The two most recently published meta-analyses of home pesticide exposure and the risk of

childhood leukemia encompassed 13,4 these were published in 2011 and 2010 respectively

and included five studies8-12 that are part of the current pooled analyses: four with ALL

data,8, 9, 11, 12 one with AML data,12 and one with data for any childhood leukemia10.

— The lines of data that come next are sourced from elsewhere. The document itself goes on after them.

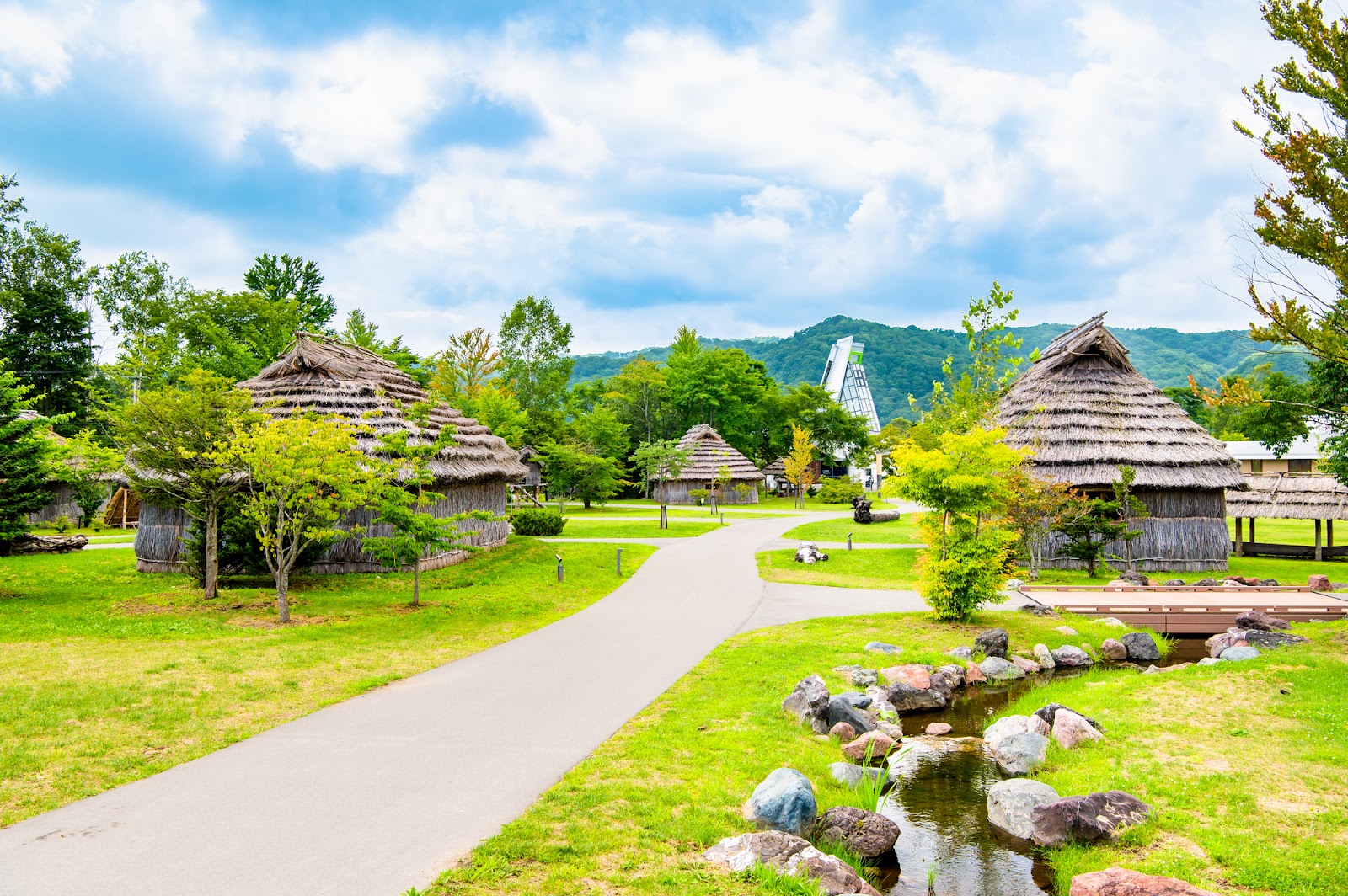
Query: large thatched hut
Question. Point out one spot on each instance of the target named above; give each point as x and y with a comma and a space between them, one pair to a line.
332, 377
1085, 411
707, 455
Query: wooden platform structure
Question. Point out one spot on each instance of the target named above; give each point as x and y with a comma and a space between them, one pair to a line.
1190, 610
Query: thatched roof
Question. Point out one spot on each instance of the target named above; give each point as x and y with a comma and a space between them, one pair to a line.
334, 377
1085, 411
708, 451
1291, 498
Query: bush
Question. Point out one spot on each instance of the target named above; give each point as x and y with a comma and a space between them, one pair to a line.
534, 522
840, 491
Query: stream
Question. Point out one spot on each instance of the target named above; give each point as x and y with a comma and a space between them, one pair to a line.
939, 801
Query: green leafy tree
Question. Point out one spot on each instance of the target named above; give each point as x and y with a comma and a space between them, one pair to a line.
24, 458
303, 476
175, 444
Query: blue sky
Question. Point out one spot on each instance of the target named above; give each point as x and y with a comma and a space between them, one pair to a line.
746, 168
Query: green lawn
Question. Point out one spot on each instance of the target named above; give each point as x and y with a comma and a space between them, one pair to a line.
902, 531
634, 815
1246, 765
108, 675
842, 569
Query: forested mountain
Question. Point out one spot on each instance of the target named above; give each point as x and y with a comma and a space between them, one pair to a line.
902, 361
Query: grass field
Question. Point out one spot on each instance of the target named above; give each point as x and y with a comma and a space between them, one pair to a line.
634, 815
108, 675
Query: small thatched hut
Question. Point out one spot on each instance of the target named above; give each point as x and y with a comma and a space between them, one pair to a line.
1289, 498
707, 455
1085, 411
324, 375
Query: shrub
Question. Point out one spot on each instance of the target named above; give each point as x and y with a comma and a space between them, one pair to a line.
536, 522
840, 491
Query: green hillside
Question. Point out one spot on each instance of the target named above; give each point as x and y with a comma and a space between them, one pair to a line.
902, 361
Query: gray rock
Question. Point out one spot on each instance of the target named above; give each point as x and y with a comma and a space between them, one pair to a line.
1011, 805
999, 670
992, 642
1085, 819
867, 835
842, 711
1142, 647
785, 802
1068, 655
1022, 754
809, 702
880, 647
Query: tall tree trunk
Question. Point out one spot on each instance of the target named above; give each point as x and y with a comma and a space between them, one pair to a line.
211, 579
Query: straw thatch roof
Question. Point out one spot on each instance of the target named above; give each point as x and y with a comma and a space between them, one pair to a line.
708, 451
1291, 498
334, 377
1085, 411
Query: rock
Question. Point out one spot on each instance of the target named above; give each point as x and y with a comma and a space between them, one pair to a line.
1269, 640
1049, 713
785, 802
1068, 655
1085, 819
842, 711
809, 702
914, 700
1123, 882
992, 643
910, 674
1112, 650
1022, 754
1142, 647
1071, 729
1011, 805
866, 835
880, 647
851, 774
869, 748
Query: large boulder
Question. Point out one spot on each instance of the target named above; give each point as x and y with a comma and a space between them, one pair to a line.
914, 700
1262, 621
784, 801
992, 642
1125, 882
866, 835
1085, 819
842, 711
1011, 805
1142, 647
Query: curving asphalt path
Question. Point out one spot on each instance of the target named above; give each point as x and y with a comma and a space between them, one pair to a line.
381, 792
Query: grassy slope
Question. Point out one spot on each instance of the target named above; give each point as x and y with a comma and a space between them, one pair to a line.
108, 675
1247, 767
634, 815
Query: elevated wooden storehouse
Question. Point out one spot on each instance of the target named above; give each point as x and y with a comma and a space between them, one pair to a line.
332, 377
707, 455
1085, 411
1289, 498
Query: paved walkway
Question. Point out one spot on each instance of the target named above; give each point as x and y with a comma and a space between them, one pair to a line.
381, 792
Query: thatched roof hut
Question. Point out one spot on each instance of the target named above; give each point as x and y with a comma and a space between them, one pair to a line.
707, 455
1085, 411
324, 375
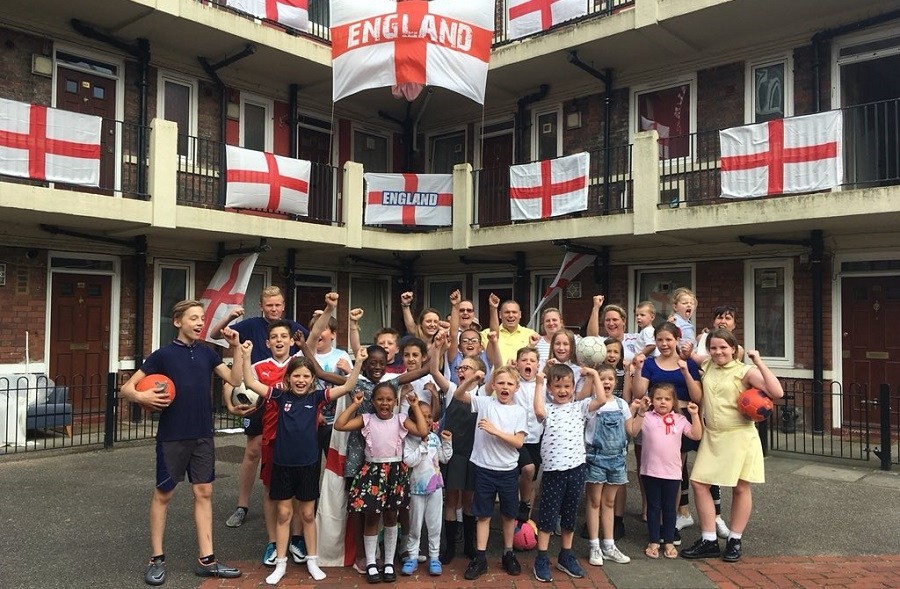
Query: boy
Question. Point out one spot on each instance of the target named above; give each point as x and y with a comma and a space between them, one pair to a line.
184, 437
495, 458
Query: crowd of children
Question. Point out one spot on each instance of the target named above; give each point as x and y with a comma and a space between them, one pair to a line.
451, 422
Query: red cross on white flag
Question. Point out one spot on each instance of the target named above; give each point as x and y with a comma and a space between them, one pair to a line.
378, 43
226, 290
409, 199
800, 154
549, 188
49, 143
527, 17
261, 180
290, 13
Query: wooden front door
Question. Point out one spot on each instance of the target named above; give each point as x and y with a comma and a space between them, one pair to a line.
85, 93
79, 337
870, 344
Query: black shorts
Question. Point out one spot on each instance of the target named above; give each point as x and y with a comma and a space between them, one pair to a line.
294, 482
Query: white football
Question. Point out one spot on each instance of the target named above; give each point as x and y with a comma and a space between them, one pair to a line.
591, 350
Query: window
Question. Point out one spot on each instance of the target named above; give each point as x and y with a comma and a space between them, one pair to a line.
769, 92
177, 102
768, 306
671, 111
256, 123
173, 282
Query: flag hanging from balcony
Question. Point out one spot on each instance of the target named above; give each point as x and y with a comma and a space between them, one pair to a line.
549, 188
226, 290
49, 143
380, 43
527, 17
290, 13
784, 156
262, 180
409, 199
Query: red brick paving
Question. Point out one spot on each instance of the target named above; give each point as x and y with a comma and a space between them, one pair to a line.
791, 572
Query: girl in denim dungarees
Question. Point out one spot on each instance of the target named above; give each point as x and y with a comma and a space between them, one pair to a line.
607, 444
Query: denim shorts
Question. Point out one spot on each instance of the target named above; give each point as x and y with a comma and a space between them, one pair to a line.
609, 470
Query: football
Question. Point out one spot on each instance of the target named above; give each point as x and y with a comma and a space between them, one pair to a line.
755, 405
591, 350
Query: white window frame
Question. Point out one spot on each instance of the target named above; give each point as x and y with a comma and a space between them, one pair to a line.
787, 59
269, 106
750, 267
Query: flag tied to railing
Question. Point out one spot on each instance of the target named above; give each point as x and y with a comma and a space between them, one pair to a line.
527, 17
409, 199
290, 13
226, 290
380, 43
49, 144
549, 188
799, 154
262, 180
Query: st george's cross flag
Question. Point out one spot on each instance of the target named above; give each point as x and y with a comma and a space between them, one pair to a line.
379, 43
49, 143
527, 17
290, 13
262, 180
549, 188
226, 290
784, 156
409, 199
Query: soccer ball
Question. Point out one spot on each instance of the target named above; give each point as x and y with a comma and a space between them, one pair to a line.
525, 536
755, 405
591, 350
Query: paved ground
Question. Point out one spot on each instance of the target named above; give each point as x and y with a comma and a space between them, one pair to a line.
72, 520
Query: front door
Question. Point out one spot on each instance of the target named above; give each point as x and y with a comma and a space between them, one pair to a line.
871, 344
79, 337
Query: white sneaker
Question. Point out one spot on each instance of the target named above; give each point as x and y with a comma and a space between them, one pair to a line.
615, 555
722, 530
684, 521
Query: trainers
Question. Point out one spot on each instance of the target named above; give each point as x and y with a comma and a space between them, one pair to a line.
237, 518
298, 550
568, 564
511, 564
269, 555
702, 549
217, 569
732, 550
476, 568
722, 530
684, 521
615, 555
542, 569
156, 572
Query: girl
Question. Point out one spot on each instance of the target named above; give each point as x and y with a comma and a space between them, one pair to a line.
730, 453
661, 430
295, 466
380, 488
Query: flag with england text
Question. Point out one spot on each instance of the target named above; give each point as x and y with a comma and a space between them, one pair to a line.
290, 13
573, 264
784, 156
262, 180
379, 43
409, 199
49, 143
526, 17
549, 188
226, 290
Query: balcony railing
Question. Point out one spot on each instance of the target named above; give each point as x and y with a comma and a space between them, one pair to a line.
200, 182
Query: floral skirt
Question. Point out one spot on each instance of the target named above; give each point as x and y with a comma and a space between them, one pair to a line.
379, 487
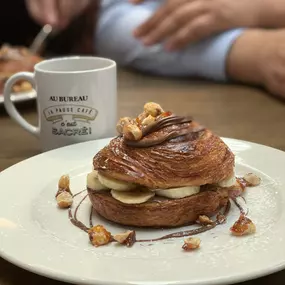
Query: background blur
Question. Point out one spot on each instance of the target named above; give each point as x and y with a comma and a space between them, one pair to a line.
17, 28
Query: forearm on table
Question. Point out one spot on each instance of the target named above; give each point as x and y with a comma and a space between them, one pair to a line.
272, 14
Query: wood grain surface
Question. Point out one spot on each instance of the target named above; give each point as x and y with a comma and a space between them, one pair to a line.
234, 111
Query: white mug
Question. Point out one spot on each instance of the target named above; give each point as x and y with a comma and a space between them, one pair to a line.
76, 100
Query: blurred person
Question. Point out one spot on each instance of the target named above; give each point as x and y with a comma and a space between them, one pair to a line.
21, 20
216, 39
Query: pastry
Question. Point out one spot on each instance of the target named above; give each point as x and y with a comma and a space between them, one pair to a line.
162, 170
13, 60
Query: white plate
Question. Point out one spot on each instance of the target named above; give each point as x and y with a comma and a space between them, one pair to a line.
37, 236
20, 97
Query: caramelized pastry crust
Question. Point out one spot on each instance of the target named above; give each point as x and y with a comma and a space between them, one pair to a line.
162, 212
196, 158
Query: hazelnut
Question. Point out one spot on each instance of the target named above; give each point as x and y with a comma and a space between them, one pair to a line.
221, 218
141, 117
16, 88
64, 182
26, 86
64, 200
122, 122
191, 243
153, 109
243, 226
99, 236
149, 120
204, 220
132, 132
128, 238
252, 179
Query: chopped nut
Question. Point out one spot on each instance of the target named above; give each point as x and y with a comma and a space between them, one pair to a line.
191, 243
122, 122
26, 86
149, 120
64, 200
164, 115
63, 185
128, 238
141, 117
243, 226
204, 220
16, 88
153, 109
221, 218
99, 236
132, 132
252, 179
64, 182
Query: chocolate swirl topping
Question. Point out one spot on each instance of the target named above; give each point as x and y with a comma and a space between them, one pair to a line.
165, 129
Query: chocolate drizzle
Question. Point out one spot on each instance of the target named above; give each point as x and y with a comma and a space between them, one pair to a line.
73, 218
157, 133
194, 231
221, 218
166, 122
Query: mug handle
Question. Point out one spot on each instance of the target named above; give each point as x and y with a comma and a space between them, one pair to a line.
9, 105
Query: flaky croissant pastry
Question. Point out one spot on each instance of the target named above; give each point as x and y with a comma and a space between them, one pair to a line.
163, 170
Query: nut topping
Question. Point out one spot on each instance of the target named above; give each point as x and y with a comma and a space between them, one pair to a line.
148, 121
122, 122
63, 185
132, 132
64, 196
64, 200
191, 244
128, 238
153, 109
99, 236
243, 226
204, 220
252, 179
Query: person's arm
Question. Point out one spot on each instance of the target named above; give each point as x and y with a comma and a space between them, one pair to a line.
272, 14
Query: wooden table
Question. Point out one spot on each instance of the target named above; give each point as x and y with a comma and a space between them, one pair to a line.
230, 110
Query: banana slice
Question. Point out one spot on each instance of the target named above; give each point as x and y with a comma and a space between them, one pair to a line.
177, 193
132, 197
93, 181
115, 184
228, 182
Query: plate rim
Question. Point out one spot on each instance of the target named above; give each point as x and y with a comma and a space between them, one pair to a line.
48, 274
20, 97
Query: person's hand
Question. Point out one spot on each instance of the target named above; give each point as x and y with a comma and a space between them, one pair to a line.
181, 22
57, 13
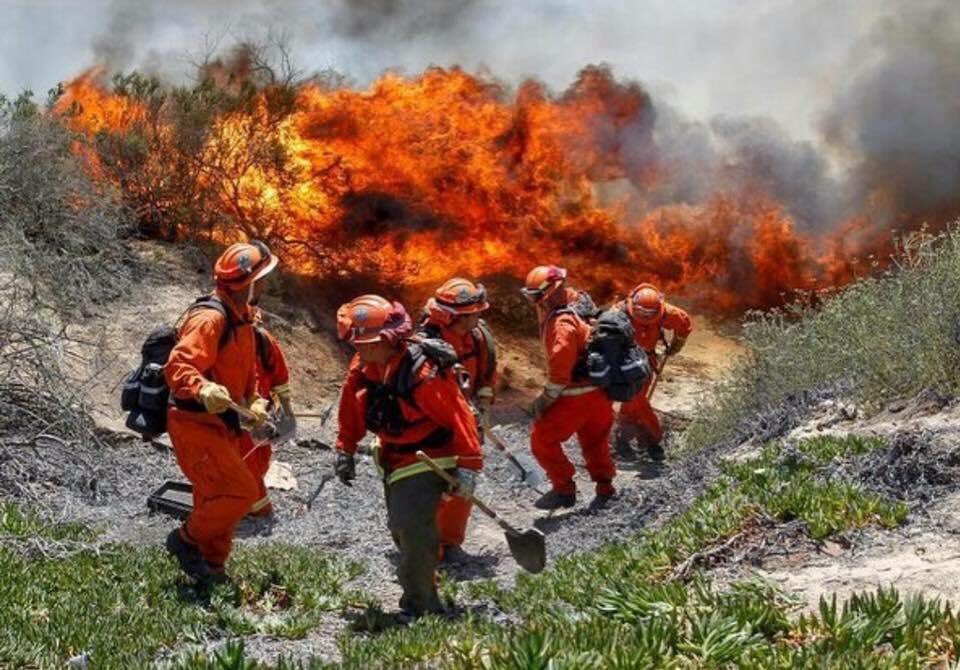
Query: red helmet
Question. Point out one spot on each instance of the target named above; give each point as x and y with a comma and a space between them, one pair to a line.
457, 297
371, 318
542, 282
243, 263
645, 303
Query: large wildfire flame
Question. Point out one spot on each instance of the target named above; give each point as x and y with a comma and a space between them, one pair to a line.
418, 179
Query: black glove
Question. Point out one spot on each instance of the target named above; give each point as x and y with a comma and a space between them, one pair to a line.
676, 344
345, 468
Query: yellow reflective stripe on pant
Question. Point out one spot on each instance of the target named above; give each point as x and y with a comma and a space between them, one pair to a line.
445, 462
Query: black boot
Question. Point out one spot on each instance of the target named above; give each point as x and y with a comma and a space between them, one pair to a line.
553, 499
187, 555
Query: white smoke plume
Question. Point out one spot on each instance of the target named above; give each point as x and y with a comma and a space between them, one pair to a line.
822, 104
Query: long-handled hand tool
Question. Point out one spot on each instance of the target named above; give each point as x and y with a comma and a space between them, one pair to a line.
528, 547
530, 472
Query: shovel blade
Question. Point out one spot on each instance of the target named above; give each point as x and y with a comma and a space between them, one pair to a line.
533, 475
529, 549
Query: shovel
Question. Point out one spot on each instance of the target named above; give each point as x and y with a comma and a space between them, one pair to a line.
530, 472
528, 547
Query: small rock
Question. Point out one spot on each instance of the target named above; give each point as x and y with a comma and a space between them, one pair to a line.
831, 549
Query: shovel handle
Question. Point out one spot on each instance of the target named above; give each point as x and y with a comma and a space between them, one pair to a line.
498, 443
656, 377
447, 477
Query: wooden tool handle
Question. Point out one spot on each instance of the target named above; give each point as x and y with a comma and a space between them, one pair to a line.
447, 477
243, 411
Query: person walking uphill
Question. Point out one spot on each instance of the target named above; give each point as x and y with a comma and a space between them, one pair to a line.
211, 368
567, 405
273, 384
651, 316
405, 393
453, 315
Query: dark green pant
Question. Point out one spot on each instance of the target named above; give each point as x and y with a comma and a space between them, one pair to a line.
412, 517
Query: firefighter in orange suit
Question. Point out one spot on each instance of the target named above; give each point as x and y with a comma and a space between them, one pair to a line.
209, 374
273, 383
453, 315
403, 396
652, 316
567, 405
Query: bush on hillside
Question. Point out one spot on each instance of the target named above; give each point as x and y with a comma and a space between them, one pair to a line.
878, 339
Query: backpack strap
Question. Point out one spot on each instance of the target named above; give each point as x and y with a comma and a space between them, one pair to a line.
483, 337
264, 350
405, 380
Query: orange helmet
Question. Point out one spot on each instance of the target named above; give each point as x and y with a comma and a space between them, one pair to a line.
542, 282
457, 297
645, 303
243, 263
371, 318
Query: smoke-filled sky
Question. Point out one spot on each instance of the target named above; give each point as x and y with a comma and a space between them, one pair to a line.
779, 58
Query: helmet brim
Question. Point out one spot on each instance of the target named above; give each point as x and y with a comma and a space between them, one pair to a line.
266, 269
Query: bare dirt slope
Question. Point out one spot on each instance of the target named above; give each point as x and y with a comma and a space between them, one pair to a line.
350, 522
172, 277
109, 488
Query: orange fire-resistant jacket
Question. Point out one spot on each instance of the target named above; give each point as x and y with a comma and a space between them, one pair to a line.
564, 336
647, 334
197, 357
273, 376
437, 403
475, 356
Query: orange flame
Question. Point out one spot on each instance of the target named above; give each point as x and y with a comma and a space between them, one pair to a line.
418, 179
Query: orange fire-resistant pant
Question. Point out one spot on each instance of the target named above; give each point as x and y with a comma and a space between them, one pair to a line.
453, 513
223, 487
257, 459
590, 418
638, 412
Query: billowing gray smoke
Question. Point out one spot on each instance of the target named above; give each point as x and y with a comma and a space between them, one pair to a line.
897, 120
823, 105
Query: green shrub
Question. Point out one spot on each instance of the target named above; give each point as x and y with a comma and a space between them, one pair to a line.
879, 338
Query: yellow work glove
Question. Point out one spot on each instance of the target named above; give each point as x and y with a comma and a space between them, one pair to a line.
676, 345
215, 398
260, 409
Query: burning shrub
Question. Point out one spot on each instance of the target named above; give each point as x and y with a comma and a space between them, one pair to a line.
421, 178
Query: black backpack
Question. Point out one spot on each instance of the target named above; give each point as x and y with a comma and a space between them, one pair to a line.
482, 336
144, 392
384, 413
614, 361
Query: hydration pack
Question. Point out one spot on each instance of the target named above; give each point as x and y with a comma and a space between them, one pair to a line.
144, 392
613, 360
384, 412
482, 337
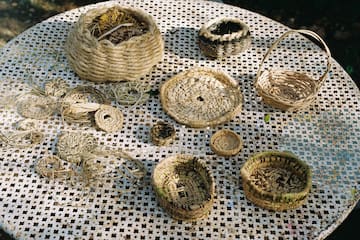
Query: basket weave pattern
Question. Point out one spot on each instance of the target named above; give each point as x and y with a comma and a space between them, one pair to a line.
276, 180
184, 187
102, 61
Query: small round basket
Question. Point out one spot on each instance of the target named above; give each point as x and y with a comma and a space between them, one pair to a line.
184, 187
162, 133
276, 180
226, 143
289, 90
201, 97
99, 59
223, 37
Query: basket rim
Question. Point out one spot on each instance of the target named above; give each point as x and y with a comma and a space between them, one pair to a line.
219, 76
205, 32
224, 152
245, 175
94, 12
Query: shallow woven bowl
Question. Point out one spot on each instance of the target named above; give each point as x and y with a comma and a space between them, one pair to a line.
102, 61
285, 89
184, 187
276, 180
201, 97
226, 143
223, 37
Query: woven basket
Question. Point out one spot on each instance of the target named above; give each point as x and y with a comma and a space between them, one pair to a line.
289, 90
201, 97
102, 61
226, 143
223, 37
276, 180
184, 187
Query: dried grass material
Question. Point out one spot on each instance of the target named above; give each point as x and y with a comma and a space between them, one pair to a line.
289, 90
223, 37
201, 97
51, 167
131, 93
184, 187
276, 180
36, 107
72, 146
22, 139
79, 102
109, 119
226, 143
57, 88
100, 60
162, 133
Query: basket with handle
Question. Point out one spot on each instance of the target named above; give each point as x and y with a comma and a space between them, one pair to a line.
286, 89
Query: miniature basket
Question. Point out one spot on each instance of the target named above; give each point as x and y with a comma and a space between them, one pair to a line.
276, 180
101, 61
162, 133
289, 90
223, 37
226, 143
201, 97
184, 187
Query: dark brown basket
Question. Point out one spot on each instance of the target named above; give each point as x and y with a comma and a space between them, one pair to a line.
184, 187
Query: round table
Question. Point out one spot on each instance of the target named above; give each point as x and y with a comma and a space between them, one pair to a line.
325, 135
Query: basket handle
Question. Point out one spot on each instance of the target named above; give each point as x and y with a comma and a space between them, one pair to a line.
305, 32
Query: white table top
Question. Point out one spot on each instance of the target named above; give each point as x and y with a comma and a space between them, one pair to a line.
326, 135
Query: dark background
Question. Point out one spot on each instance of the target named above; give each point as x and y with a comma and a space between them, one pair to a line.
338, 22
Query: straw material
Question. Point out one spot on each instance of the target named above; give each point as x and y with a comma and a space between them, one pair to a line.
101, 60
201, 97
226, 143
184, 187
162, 133
289, 90
223, 37
276, 180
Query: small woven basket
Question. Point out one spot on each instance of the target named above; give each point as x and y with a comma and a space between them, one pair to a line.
289, 90
276, 180
226, 143
184, 187
201, 97
223, 37
101, 60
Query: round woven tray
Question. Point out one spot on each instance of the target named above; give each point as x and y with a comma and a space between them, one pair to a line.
276, 180
201, 97
101, 60
184, 187
223, 37
289, 90
226, 143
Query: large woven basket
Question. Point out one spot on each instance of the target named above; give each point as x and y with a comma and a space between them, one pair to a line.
201, 97
286, 89
276, 180
223, 37
184, 187
102, 60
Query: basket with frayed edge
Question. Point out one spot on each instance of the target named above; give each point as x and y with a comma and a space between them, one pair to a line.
99, 59
184, 187
289, 90
276, 180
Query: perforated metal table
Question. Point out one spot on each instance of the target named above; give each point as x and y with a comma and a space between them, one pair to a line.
326, 135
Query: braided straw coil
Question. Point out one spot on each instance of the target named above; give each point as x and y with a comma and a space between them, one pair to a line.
223, 37
201, 97
276, 180
226, 143
101, 60
184, 187
289, 90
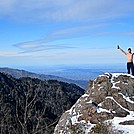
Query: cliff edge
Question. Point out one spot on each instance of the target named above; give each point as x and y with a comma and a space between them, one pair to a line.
108, 98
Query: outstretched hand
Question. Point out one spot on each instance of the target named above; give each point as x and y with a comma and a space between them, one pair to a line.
118, 47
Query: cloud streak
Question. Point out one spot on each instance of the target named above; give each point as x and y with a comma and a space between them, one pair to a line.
57, 10
48, 42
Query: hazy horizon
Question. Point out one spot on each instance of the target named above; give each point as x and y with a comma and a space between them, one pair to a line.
50, 32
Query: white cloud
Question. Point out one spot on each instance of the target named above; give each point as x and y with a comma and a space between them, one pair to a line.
59, 10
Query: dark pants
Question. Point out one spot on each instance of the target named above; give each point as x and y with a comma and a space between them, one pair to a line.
130, 67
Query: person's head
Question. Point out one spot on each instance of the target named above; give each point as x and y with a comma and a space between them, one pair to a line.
129, 50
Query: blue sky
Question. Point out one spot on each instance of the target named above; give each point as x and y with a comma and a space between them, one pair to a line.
52, 32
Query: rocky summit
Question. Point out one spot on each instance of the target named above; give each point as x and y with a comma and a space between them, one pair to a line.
108, 99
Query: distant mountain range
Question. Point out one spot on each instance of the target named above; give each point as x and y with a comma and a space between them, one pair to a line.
16, 73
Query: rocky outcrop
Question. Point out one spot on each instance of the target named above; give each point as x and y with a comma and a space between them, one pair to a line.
107, 97
33, 106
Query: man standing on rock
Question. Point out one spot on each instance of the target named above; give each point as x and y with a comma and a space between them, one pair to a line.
129, 55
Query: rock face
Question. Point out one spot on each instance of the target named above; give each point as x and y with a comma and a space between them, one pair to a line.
108, 97
33, 106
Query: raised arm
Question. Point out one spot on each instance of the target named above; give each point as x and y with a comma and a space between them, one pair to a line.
122, 50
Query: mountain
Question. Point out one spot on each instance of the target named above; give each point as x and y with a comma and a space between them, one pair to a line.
33, 106
107, 107
16, 73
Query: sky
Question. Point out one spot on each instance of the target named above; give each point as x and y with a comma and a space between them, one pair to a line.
69, 32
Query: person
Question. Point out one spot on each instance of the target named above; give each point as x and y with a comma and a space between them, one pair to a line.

However, in both meta-analyses, the analyses of leukemia sub-types included data from

fewer than six studies because the others lacked information on leukaemia subtype. Direct

comparison between these meta-analyses is difficult due to differences in methods used and

the results reported. Nevertheless, both reported elevated odds ratios (ORs) for ALL with

exposure to insecticides and herbicides during pregnancy. For exposures after birth, both

reported no association with herbicides but there was inconsistency with regard to

insecticides exposure.

The aim of our analyses was to investigate whether home pesticide exposure in the time

leading up to conception, during pregnancy or after the child's birth increased the risk of

childhood ALL or AML. Pooling original individual-level data allowed us to better

harmonize exposure information and categories and adjust for other factors, as well to create

a far larger case samples than in the previous meta-analyses. We also investigated whether

the relationship varied by immunophenotype or cytogenetic sub-type of ALL.

Methods

We included 12 CLIC studies (12 with ALL cases and nine with AML cases, which were

conducted in North America, Europe and Australasia over a 30 year period) (Table 1), six of

which have previously published findings related to home pesticide exposure.8-13 Original

data were requested from each study, including home or occupational pesticide exposures,

matching variables, demographics, potential confounders and disease sub-types. A summary

of study design and participant details, including inclusion criteria, has already been

published.6 Most studies recruited children up to and including the age of 14 years, except

one that included children up to the age of 10 years (Italy). All were approved by the

relevant institutional or regional ethics committees.

Exposure assessment

We included any CLIC study that had a measure of home pesticide exposure in any of three

time periods: period leading up to the child's conception, during pregnancy and after the

child's birth. The measures of home pesticide exposure in each included study are

summarized in Table 1. Briefly, data on exposure before conception were available for six

of the 12 included studies: three studies for exposure in the month before conception

(Greece: 1993-1994 and 1996-97; Children's Oncology Group (COG)-E15); and two for

three months before conception (Northern California Childhood Leukemia Study (NCCLS)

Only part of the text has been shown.